Sonsuz hamd, kullarından dilediğini marifet deryalarına daldırıp inci hükmündeki hakikate ulaştıran, eşyayı bilenmek istemesi sebebiyle yaratan ve yokluğa koku veren Allah’a olsun. Varlık ve hiçlik arasında gidip gelen, aklı karışık kullarını kendine çıkaran yolları açan ve kesrette vahdet şarabını içiren Allah’a yine sayısız hamd olsun ki o mekândan ve kullarının kendisi hakkında düşündüklerinden münezzehtir.
İmdi aşağıda yazdıklarım vasiyetim olup herhangi bir değer hükmü taşımamaktadır. Sadece acizliğimin ifadesidir. Ah insan, neden arkasında bir iz bırakmak ister ki?
Evet bir gün ben de öleceğim ve öldüğüm takdirde geride kalanlardan birkaç ricam olacak.

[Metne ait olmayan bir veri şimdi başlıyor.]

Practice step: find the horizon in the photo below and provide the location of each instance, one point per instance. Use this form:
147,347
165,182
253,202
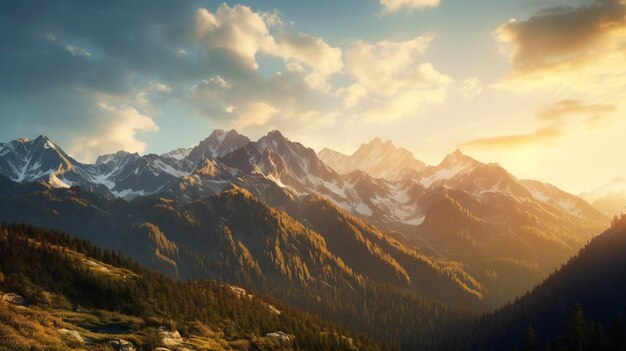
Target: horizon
317,151
432,76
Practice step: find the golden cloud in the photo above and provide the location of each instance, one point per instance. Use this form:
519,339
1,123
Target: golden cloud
572,48
558,115
593,114
515,140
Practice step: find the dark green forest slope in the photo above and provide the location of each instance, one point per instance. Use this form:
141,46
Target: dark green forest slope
81,296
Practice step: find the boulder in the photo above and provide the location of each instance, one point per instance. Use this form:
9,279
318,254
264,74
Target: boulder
71,335
122,345
15,299
168,337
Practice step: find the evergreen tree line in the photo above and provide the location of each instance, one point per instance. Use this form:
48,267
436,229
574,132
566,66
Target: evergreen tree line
36,262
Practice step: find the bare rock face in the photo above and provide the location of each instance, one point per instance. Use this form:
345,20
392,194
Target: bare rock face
15,298
170,338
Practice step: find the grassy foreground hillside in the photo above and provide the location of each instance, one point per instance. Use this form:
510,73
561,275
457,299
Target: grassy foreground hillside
62,293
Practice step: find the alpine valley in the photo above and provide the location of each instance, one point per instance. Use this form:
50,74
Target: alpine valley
376,241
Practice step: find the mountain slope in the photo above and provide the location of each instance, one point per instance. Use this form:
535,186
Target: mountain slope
593,279
377,158
610,198
116,299
218,144
237,238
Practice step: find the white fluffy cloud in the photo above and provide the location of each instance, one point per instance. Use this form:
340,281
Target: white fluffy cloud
254,113
246,33
397,5
398,80
117,130
351,95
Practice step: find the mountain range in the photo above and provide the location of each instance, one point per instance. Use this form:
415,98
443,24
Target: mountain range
610,198
465,225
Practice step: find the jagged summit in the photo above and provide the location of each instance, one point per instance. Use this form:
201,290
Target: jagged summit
381,159
218,144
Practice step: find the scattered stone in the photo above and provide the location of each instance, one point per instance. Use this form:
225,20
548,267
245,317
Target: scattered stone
169,338
15,299
279,335
71,335
122,345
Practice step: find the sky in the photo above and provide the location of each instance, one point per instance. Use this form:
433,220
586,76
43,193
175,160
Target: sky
537,86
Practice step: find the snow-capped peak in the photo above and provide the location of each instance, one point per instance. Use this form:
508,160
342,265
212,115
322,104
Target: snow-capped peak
380,159
218,144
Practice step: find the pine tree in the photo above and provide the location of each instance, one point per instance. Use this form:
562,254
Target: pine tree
577,338
530,339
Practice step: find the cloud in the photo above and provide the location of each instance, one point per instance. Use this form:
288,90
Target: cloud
255,113
559,116
470,88
245,33
540,136
171,61
117,131
593,114
397,5
400,83
569,48
351,95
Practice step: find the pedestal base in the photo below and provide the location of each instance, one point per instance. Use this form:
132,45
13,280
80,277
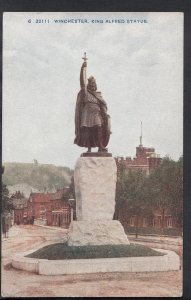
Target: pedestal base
100,232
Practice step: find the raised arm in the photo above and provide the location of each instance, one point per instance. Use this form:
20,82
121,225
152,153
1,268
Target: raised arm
83,76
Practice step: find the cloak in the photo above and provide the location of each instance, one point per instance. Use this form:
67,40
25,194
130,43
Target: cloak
78,112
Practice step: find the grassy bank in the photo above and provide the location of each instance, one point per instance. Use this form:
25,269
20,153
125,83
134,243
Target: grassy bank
63,251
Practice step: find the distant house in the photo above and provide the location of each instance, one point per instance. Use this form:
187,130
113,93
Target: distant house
60,207
51,209
20,208
146,159
39,208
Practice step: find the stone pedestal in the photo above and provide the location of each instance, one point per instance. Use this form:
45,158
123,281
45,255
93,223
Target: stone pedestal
95,184
99,232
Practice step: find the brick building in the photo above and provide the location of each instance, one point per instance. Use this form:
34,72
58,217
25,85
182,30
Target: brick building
145,159
52,209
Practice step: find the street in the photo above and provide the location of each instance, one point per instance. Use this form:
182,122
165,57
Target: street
17,283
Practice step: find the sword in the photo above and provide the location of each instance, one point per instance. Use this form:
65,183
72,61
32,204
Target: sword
84,73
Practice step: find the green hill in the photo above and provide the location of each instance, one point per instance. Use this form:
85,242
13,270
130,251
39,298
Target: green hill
38,176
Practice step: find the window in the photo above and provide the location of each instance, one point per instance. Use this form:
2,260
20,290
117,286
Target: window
169,222
144,222
133,221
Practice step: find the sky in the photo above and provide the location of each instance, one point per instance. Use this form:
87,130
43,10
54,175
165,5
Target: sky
137,60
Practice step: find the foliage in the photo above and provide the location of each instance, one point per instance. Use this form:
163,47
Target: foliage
63,251
161,190
7,203
154,231
38,176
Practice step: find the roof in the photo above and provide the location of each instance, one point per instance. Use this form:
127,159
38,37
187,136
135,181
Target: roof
41,197
20,203
59,194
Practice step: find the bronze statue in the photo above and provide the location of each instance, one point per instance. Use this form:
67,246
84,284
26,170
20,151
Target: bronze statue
92,123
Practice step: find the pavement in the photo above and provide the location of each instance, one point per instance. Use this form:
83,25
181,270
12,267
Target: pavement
18,283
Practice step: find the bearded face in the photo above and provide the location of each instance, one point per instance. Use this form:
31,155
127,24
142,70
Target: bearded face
92,86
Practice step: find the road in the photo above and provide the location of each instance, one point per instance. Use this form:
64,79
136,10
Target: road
18,283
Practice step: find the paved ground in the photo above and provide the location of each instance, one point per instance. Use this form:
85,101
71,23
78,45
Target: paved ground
25,284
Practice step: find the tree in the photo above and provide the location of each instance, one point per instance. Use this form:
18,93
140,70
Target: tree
130,193
165,185
7,203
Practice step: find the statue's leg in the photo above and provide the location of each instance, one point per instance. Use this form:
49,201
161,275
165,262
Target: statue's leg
100,140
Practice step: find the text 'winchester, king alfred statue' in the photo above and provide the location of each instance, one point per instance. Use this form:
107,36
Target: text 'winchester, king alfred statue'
92,123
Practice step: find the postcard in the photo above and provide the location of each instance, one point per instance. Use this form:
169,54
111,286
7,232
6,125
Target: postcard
92,154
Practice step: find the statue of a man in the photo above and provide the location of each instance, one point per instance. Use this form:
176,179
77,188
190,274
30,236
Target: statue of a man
92,124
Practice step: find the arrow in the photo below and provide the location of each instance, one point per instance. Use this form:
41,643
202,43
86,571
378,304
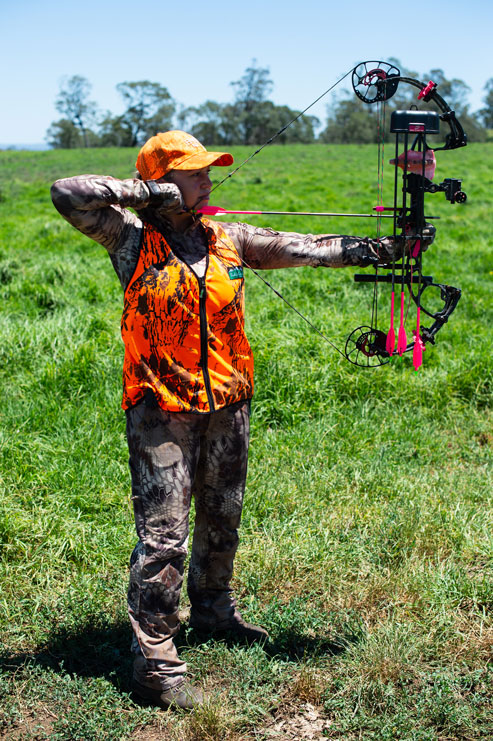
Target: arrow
218,211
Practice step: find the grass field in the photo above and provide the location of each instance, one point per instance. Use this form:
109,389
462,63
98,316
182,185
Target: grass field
367,539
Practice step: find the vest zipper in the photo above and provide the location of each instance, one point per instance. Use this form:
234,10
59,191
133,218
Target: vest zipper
203,340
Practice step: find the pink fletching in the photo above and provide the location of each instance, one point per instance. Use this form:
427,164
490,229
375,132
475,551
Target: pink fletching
417,352
390,342
401,341
214,210
419,345
401,336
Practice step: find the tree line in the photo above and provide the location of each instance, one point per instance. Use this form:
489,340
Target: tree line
250,118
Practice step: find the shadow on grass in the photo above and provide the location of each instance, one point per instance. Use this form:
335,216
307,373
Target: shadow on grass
105,651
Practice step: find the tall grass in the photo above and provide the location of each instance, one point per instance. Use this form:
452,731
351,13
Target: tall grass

* Öncelikle öldüğüm zaman üçler, yediler ve kırklara haber salınıp kendilerine, “Bir ömür sizin sevginizi kalbinde taşıyan ama bir türlü sizin gibi olamayan pürkusurun biri öldü. Elindeki tek sermayesi sevgisi” diye bir mesaj iletin. Eğer üçler, yediler ve kırkları nereden bulacağız derseniz sadece rüzgâra dediklerimi fısıldayın. Onlar duyar.
* Sade bir cenaze istiyorum. Mahallenin ne kadar mecnunu varsa cenazeme çağırın. Gelirlerse sakın ilginç hareketleri sebebiyle kendilerine kızmayın. Onlar benim yapamadığımı yaptılar yani aşk rağmına akıllarını sattılar. Karışmayın. Onlar Allah’ın nazlı kullarıdır.
* Hayatta tek güzel şeyin sevmek olduğuna inanarak ölmüş olmayı istiyorum. Böyle olmuş olması için arkamdan bol bol dua edin lütfen.
* Kitaplarımı ölmeden önce yakmış olmayı umuyorum. Eğer yakamamışsam cenazeme gelenler tabutuma tükürebilir. Çünkü kitaplar okumak için değil, okuduktan sonra yakmak içindir. Şeyh Bedredddin hazretlerine selam olsun ki o kitaplarını Nil’in ılık sularına gömmüş ve üzerindeki âlim cübbesini çıkarıp derviş cübbesini giymişti. Evet bu bir sembol ama biz semboller üzerinden anlam dünyamızı ifade etmiyor muyuz?
* Öldüğümü duyanlar kendilerinin de öleceğini bilsin.
* Bende alacaklı olanlarla artık mahşerde hesaplaşırız. Kimde hakkım varsa ben helal ettim. Siz de helal edin olmaz mı!
* Kadınlardan çok çektim ama onlara da hakkımı helal ediyorum. Fakat cenazeme bir kadının bile gelmesini istemiyorum. “Çok meraklıydık sanki!” dediğinizi duyar gibiyim. Sorun yok o halde gelmeyin.
* Annem’e selam, baba yanına geliyorum, abla çok üzülme.
* Aydoğan, belki de seni tek anlayan kişi bendim ama seni yalnız bırakmak zorundayım. Beni anla ve ağla. Bu arada çok sevdiğin ve benim her gün giydiğim ceket ve pardesüm artık senindir. Ya seni hiç anlamadıysam!
* Toprağın altında da dünyadaki gibi yalnız olacağım ama tek umudum erenlerin kutlu nefesi… Onlara selam olsun.
* Cenazemin nereye gömülmesi gerektiğine bir türlü karar veremedim. Tecelliye tâbi olun, işaret nereyi gösterirse oraya gömün. Olmadı en yakın mezarlıkta bir köşeye gömüverin. Belediye defin masraflarını karşılıyormuş, canınızı sıkmayın.
* Gömleğim arkadan yırtıldı. Kaderime keder düştü.
* Bir ömür kalbimin üstüne sağnak sağnak acı yağdı, yolum ayrılıklara çıktı. Artık rahat bırakın. Alın dünyanızı başınıza çalın.
* Herhangi bir ağızda ezilen “öldü” kelimesine döndüm. Dünya sizin olsun.
* Ellerimle ördüğüm ağa yakalandım, kendi hülyalarımdan dolayı yaralandım.
* Şarkımı bitiremedim haberiniz olsun.